With that in place, the request flow becomes straightforward.

async function fetchWithOptionalValidation(fetcher, schema) {
const response = await fetcher();
const { useValidation } = sdk.config();
if (!useValidation) {
return response;
}
const parsed = schema.safeParse(response);
if (!parsed.success) {
throw new Error(`response from url ${response.config.url} doesn't match model ${schema}`);
}
return parsed.data;
}

Keeping the flag in sync

To make this reliable, we also keep the validation flag in sync with the rest of the app. Feature flags are fetched from the backend and stored in application state, but we additionally mirror the validation flag into localStorage.

When a flag is updated manually, we update localStorage immediately.

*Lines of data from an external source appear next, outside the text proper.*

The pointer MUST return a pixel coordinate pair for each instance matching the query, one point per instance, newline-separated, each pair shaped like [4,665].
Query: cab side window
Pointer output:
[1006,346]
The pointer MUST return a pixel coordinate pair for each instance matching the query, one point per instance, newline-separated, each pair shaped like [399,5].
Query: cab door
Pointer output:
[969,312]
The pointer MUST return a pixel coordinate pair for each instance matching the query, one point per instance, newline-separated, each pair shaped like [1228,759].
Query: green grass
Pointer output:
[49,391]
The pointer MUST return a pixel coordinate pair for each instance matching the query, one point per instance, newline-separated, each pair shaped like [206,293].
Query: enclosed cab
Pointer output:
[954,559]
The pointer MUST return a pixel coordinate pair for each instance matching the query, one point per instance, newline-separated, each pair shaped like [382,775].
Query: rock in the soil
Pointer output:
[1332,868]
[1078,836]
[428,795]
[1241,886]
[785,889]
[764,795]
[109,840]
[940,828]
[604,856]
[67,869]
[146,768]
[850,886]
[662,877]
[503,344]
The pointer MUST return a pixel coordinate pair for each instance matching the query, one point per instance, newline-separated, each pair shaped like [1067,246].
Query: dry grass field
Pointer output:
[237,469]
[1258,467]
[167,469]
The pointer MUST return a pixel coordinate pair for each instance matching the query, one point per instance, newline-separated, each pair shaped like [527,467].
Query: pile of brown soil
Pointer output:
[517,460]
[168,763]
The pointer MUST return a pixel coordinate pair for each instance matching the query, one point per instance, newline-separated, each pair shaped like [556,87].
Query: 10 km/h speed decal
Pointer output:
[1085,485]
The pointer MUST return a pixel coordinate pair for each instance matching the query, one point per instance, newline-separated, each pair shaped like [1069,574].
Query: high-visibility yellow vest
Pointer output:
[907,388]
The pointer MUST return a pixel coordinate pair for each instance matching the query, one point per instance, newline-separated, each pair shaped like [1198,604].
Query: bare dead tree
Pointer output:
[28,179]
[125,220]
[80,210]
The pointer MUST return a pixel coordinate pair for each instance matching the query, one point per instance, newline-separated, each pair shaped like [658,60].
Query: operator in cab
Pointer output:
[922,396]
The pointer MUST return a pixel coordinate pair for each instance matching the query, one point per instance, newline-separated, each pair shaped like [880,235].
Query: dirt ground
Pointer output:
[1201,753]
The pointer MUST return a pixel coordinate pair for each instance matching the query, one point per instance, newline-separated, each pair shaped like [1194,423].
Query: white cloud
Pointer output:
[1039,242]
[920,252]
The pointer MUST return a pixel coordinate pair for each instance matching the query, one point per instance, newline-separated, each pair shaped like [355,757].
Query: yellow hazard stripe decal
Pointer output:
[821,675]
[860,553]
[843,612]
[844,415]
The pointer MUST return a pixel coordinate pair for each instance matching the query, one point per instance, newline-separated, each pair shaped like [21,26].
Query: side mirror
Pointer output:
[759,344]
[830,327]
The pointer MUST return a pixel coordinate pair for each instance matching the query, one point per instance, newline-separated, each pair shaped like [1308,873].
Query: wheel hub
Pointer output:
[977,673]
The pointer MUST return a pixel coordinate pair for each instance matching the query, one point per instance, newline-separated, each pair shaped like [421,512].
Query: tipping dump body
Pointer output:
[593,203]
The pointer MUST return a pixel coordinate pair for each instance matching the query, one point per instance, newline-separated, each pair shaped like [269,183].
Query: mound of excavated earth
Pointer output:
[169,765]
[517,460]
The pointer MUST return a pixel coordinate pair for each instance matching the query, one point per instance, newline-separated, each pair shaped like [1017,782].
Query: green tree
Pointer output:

function updateFlag(flag, enabled) {
// update flag in app state
if (flag.name === "isApiValidationEnabled") {
localStorage.setItem("useValidation", String(enabled))
}
}

We do the same during initial flag hydration.

function getFlags() {
const flags = fetchFlagsFromBackend()
// store flags in app state
localStorage.setItem("useValidation", String(flags.isApiValidationEnabled))
}

When getFlags runs on page load, localStorage is updated as well. This prevents stale values from previous sessions and ensures validation behavior is correct from the very first request.

The outcome

Since adopting this approach, we have not had to wake anyone up at night to deal with trivial validation failures. Minor contract mismatches no longer block clients, and our LiveOps team has a safe and immediate way to mitigate incidents.

Validation is still there when we need it. It is simply no longer a hard wall.

Sometimes the most effective engineering solutions are not about adding more correctness, but about adding control.